Tom Spears, Canwest News ServicePublished: Friday, April 04, 2008
OTTAWA -- Loons, those serene emblems of peaceful wilderness lakes, are emerging in modern research as bloodthirsty attackers that drive out or kill their neighbours and take over the rivals' families.
And that lovely, haunting call? It's often a prelude to a fight. Sometimes a fight to the death, if one loon can dive under its rival and stab that sharp beak up into its heart.
It only looks like the same pair of loons returning year after year to the same lake, says professor Charlie Walcott of Cornell University.
Sure, that sometimes happens -- but it only lasts until an intruder lands on the lake, kicks out the resident male or female, and takes the loser's spot.
"Because loons look very much alike, you may not see the effects of the takeover that happened a week before you arrived," he said. "We only see it because our loons are all banded.

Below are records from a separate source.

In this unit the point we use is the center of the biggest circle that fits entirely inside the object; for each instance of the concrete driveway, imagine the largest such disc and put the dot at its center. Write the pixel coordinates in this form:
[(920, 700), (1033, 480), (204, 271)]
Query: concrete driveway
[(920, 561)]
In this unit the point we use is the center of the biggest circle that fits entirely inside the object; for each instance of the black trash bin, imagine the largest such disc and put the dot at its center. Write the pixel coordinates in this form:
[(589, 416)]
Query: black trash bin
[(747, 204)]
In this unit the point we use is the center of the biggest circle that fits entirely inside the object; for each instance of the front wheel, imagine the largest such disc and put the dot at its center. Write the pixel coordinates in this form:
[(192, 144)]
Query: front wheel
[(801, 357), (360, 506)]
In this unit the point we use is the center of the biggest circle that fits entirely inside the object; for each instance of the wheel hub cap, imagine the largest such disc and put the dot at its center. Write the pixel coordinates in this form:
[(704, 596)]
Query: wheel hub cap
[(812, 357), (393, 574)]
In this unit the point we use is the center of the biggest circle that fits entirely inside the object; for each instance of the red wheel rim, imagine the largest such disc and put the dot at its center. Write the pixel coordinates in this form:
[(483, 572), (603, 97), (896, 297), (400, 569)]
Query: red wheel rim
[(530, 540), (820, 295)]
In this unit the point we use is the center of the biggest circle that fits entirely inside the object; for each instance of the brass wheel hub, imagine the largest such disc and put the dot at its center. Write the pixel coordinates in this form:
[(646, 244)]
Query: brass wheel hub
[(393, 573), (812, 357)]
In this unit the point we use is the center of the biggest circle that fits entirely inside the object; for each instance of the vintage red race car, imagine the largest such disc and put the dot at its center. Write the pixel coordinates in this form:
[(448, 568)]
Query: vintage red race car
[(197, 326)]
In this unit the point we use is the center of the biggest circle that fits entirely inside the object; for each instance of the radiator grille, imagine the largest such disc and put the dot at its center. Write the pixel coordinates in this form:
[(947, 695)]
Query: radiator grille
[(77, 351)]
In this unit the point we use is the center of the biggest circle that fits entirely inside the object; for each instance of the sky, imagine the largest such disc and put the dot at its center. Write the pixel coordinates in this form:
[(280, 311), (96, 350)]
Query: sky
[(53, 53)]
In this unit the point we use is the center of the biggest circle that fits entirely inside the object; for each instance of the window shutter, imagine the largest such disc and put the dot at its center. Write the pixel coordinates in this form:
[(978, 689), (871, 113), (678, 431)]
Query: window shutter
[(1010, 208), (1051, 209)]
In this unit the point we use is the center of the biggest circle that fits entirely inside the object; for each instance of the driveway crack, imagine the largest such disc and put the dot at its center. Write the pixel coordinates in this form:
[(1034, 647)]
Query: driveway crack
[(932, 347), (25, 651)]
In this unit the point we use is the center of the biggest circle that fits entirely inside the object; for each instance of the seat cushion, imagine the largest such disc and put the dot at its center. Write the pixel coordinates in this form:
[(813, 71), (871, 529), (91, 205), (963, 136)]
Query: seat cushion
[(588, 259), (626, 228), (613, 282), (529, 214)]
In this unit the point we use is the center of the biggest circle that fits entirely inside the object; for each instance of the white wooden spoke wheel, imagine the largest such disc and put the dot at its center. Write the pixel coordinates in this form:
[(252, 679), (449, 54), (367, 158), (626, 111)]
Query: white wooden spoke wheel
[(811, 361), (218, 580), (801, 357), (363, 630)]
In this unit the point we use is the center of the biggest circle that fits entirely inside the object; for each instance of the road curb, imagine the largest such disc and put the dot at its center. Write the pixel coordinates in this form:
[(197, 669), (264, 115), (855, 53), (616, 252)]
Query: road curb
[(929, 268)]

"You see the pair of loons gliding along peacefully. Most of the time, we don't see the effects of these intrusions. Mostly, I think, because we tend to get up later than the loons, and the intrusions tend to happen around daybreak."
Walcott's research comes from a couple of hundred small lakes in Wisconsin. He has watched loons for nearly 20 years along with biologist Walter Piper of Chapman University in California. Walcott studies neurobiology and behaviour and is dean of the university faculty at Cornell.
Here's how the hostile takeover works: A lone male or female flies over a lake and gives out a coded call -- a high, laugh-like sound that acts as a challenge.
The rival below answers, in a very different call. It's the more familiar loon call. Walcott calls it the yodel.
And the yodel contains information about the loon on the lake's surface. In particular, it shows the bird's weight (smaller birds have a higher pitch) -- crucial intelligence for the intruder if there's going to be a fight.
Sometimes, the intruder flies away. Sometimes it lands.
If it's a female, there can be a scuffle with the local female. The two birds beat each other with powerful wings and try to drown each other, but one bird inevitably gives up before either is killed.
Males, though, fight to the death in about 30 per cent of cases, in a savage fight that can last all day. For unknown reasons, he says, it's always the resident bird that is killed in these cases.
If the attacking male or female wins, it moves in to stay and takes over the mate of the defeated rival.
Loons can live 30 years, but they usually stay on one lake for about four or five years.
"It has been known that there were intrusions but nobody understood how it worked, so I think all of this is brand new," he says. His work is published in a science journal called Animal Behavior.